Когда она вернулась, музыка орала еще громче. За столиком,
рядом с Фрицем, сидела женщина лет сорока, крупная, широкоплечая, с пышными
рыжими волосами и круглым, грубым, красноватым лицом. Она встретила Соню такой
приветливой улыбкой, словно они дружили с детства. Крикнула Соне на ухо, что ее
зовут Гудрун. Руку пожала еще крепче, чем Фриц, и больше не сказала ни слова. Подергалась
в такт музыке, покивала головой, поиграла бровями, лукаво глядя на Соню, всем
своим видом показывая, какая классная музыка, и вообще, как все в жизни
здорово, весело. Потом встала и удалилась, слегка приплясывая.
«Милые ребята, – подумала Соня, – живые и непосредственные».
В стереосистеме сменили диск, заиграл спокойный старый джаз.
Фриц перестал наконец подергиваться и задумчиво произнес:
– Серию анатомических зарисовок мозга Плут создал после
того, как вернулся из России.
– Да, я читала его биографию в каталоге, – кивнула Соня и
закурила. – Он целый год прожил в Москве, служил придворным лекарем у Ивана
Грозного.
Официантка принесла еду. Некоторое время ели молча. На
тарелке Фрица лежали разноцветные кучки риса, шпината, красных и желтых бобов.

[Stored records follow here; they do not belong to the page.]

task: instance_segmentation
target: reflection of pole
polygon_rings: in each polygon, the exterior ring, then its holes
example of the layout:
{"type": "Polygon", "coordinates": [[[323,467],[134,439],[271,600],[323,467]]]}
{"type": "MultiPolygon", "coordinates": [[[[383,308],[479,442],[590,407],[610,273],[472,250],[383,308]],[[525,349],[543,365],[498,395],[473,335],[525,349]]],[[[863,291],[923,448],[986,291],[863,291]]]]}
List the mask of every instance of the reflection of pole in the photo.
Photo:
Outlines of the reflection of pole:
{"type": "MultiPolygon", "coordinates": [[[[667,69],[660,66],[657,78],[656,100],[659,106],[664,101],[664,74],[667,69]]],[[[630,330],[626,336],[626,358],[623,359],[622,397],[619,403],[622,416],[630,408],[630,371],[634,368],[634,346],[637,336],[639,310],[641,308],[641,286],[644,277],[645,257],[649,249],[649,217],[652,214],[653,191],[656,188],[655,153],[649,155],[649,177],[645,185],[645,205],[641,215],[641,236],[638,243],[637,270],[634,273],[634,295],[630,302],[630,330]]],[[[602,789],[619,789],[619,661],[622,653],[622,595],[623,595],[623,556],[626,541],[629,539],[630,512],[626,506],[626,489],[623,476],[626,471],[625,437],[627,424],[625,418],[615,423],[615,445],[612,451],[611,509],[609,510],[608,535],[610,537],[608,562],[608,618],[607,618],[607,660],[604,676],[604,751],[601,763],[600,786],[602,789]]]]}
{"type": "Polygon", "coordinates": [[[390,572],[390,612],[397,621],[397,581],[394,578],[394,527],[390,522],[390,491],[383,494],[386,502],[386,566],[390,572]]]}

Он жевал медленно и вдумчиво. Отбивная, которую подали Соне, оказалась жесткой,
зато салат был вполне съедобным.
– Плут побывал не только в Москве, – произнес Фриц, когда от
разноцветных кучек ничего не осталось. – Он объездил всю восточную часть России
и много времени провел в диких степях. При Иване Грозном эти земли как раз
стали частью Русского государства. Потом – губернией Российской империи, потом
одной из республик СССР. Сейчас это автономный округ. Там много нефти, конные заводы.
Только я никак не могу запомнить название столицы. – Он защелкал пальцами,
сморщился.
– Вуду-Шамбальск, – выпалила Соня и чуть не прикусила язык.
Взгляд из-под косматых бровей стал жестким, каким-то слишком
внимательным. Возникло странное, неприятное чувство, будто она ляпнула лишнее.
Впрочем, это быстро прошло. Фриц глотнул воды, глаза его
смягчились, рот растянулся в простодушной улыбке.
Глава четвертая
Москва, 1918
Вождь был болен давно и серьезно. Еще в эмиграции он
постоянно обращался к врачам, в основном к невропатологам, лечился на разных
европейских курортах, но, кажется, без толку. Не было точного диагноза, никто
не мог избавить его от приступов головной боли, мучительной бессонницы,
неврастенических припадков. Он боялся сильных лекарств, упорно скрывал свои
недуги от соратников и всячески поощрял трогательный миф, будто у Ильича
железное здоровье, он самоотверженно трудится, не щадит себя ради победы
мировой революции, сгорает на работе, поэтому часто выглядит усталым и больным.